The project is an official implement of our ECCV2018 paper "Simple Baselines for Human Pose Estimation and Tracking(https://arxiv.org/abs/1804.06208)"

MIT License

2.95k stars 605 forks source link

What does pixel_std for? #94

Open PaTricksStar opened 5 years ago

PaTricksStar commented 5 years ago

https://github.com/Microsoft/human-pose-estimation.pytorch/blob/c3a30c0e1f83e73b3038b1a443becf6b4a19cf1f/lib/dataset/JointsDataset.py#L31 I review the code and find the pixel_std represents the std of human bbox area, right? But why we need to normalize the bbox scale and set it to 200?

rafikg commented 5 years ago

@PaTricksStar , I have the same question.
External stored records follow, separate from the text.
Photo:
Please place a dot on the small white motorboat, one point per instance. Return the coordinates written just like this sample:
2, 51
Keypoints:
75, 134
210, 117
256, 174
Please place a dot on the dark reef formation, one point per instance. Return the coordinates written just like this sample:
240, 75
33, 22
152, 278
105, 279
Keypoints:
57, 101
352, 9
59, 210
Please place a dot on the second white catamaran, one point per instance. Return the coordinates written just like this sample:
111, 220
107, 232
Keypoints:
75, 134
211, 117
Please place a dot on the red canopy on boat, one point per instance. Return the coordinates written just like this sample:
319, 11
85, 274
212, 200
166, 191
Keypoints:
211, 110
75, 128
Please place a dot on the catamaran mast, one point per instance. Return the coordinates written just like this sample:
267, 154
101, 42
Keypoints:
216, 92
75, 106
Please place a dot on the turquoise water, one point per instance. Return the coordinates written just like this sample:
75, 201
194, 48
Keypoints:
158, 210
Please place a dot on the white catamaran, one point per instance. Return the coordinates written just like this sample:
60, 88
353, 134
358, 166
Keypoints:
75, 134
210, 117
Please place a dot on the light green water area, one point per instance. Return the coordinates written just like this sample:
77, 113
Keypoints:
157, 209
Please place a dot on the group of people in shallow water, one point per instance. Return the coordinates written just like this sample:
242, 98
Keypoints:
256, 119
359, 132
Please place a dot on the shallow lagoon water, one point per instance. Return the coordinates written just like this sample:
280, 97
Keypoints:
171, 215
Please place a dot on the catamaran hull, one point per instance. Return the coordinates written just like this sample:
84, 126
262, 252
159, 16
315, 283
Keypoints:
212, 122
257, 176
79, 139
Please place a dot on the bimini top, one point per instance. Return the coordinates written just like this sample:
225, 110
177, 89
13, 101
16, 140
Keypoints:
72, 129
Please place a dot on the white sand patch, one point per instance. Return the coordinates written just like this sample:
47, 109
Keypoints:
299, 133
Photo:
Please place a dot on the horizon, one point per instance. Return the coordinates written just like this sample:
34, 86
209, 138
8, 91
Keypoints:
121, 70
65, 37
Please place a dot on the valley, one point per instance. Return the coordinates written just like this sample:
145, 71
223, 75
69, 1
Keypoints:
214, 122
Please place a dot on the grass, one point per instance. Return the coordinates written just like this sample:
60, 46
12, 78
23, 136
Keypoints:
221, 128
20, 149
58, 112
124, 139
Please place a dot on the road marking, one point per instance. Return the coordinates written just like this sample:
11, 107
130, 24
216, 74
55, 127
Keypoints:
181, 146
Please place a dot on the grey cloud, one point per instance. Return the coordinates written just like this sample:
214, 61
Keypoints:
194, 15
Also, what about the scale = scale*1.25 in this function

def _xywh2cs(self, x, y, w, h):
        center = np.zeros((2), dtype=np.float32)
        center[0] = x + w * 0.5
        center[1] = y + h * 0.5

        if w > self.aspect_ratio * h:
            h = w * 1.0 / self.aspect_ratio
        elif w < self.aspect_ratio * h:
            w = h * self.aspect_ratio
        scale = np.array(
            [w * 1.0 / self.pixel_std, h * 1.0 / self.pixel_std],
            dtype=np.float32)
        if center[0] != -1:
            scale = scale * 1.25

return center, scale

wanghao14 commented 5 years ago

@Gouiaa This also is what confuse me. @leoxiaobin Could you please answer our questions?

annopackage commented 4 years ago

@PaTricksStar @leoxiaobin @wanghao14 @rafikg Have you solved this? I am confused about it.

PaTricksStar commented 4 years ago

I think It is just a hyper parameter representing the default w/h of the bounding box. Just leave it alone. Or you can try to email the author to verify .

lqduc commented 4 years ago

I think it is just a method they store values of bbox h and w. They divide h/w by 200 and then they get the h and w back in get_affine_transform by multiply scale by 200. It just a hyperparam and you could choose another number.

@rafikg As I say above, scale is just another representation of bbox h and w. I think they multiply scale with 1.25 to expand the bbox, in case the bbox fits the human body too much, which lead to information loss.